Posted: Dec. 17, 2007


By Celia Cohen
Grapevine Political Writer

Jack was nimble when it came to the University of Delaware's championship football game.

The biggest sporting event of local pride in years -- probably since the last time Delaware played for the championship in 2003 -- was shown Friday evening on ESPN2, and state Treasurer Jack Markell was quick enough to capitalize on it.

The game was the backdrop for the first political spot for Markell's campaign for the Democratic nomination for governor, and it was not just any old spot. It featured Tubby Raymond, Mr. Delaware Football himself, the coach who took the team to three national titles before retiring in 2002.

For something less than $5,000 -- cheap by political standards -- Markell was able to air the spot three times, putting an iconic Delawarean in front of people, including an untold number without much of an attention span for politics, at a time they were feeling good about their home state, even if the Fightin' Blue Hens did lose 49-21 in Chattanooga to Appalachian State University.

Raymond is a Republican who once described himself as "about as conservative as Genghis Khan," but Markell grew up seven doors away from him in a Newark neighborhood and was practically another son, so there was Raymond, decked out in his blue UD pullover and telling the viewers in a 30-second spot he was all for Jack Markell for governor.

"I think it was brilliant. I never thought in the deepest recesses of my mind that anyone would think to do it, and to do it with Tubby was a magnificent campaign ploy," said Jim Soles, a political scientist retired from the University of Delaware.

"Most people have a great deal of respect and admiration for Tubby Raymond.
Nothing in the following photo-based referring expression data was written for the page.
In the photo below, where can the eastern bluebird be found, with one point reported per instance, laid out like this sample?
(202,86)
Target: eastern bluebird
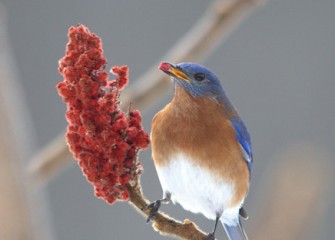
(201,149)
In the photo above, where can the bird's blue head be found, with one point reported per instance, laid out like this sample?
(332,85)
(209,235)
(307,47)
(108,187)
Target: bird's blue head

I'm not sure it swings votes, but people will look at it, and that's exactly what Jack wanted."

Raymond finished his part of the spot with a sly little joke. "Now to be real honest, I know that Jack wasn't much of a football player, but I know that he's going to make a great governor," he said.

It was an understated reference to Markell's rival for the Democratic nomination -- Lt. Gov. John Carney, who was a heckuva football player, a quarterback who played on St. Mark's High School championship team in 1973 and was All-Ivy League at Dartmouth College.
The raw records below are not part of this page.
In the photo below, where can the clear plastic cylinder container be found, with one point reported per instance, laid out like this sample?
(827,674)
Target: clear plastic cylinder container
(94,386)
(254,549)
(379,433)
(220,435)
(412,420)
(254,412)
Between snaring Tubby and delivering that last line, the spot was so proud of itself that it virtually winked. It ended with a photo of Markell posing with his family and sporting a smile that all but said, "Oh, what a good boy am I!"

# # #

The U.S. Senate passed farming legislation last week. Joe Biden and Tom Carper, the state's Democratic senators, both voted for it. Both issued press releases. The similarities end there.
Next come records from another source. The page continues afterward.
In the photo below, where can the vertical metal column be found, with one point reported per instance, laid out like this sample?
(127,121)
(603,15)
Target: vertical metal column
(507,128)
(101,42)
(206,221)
Carper's press release crowed about what the bill would do for Delaware once it becomes law, with its provisions including help for chicken farmers as well as corn, soybean, potato, strawberry and watermelon growers, all staples of the state's agriculture economy.

Biden's focus was different. His press release began, "I first want to congratulate my colleague Chairman Harkin for his efforts in getting this comprehensive farm bill passed."

"Chairman Harkin" is Tom Harkin, who runs the Senate's agriculture committee. More to the point, he is an Iowa Democrat, and Biden needs the support of Iowa Democrats in the caucuses that begin the presidential voting on Jan. 3.

Let Carper champion the chickens. Biden needs the farm bill to cultivate votes.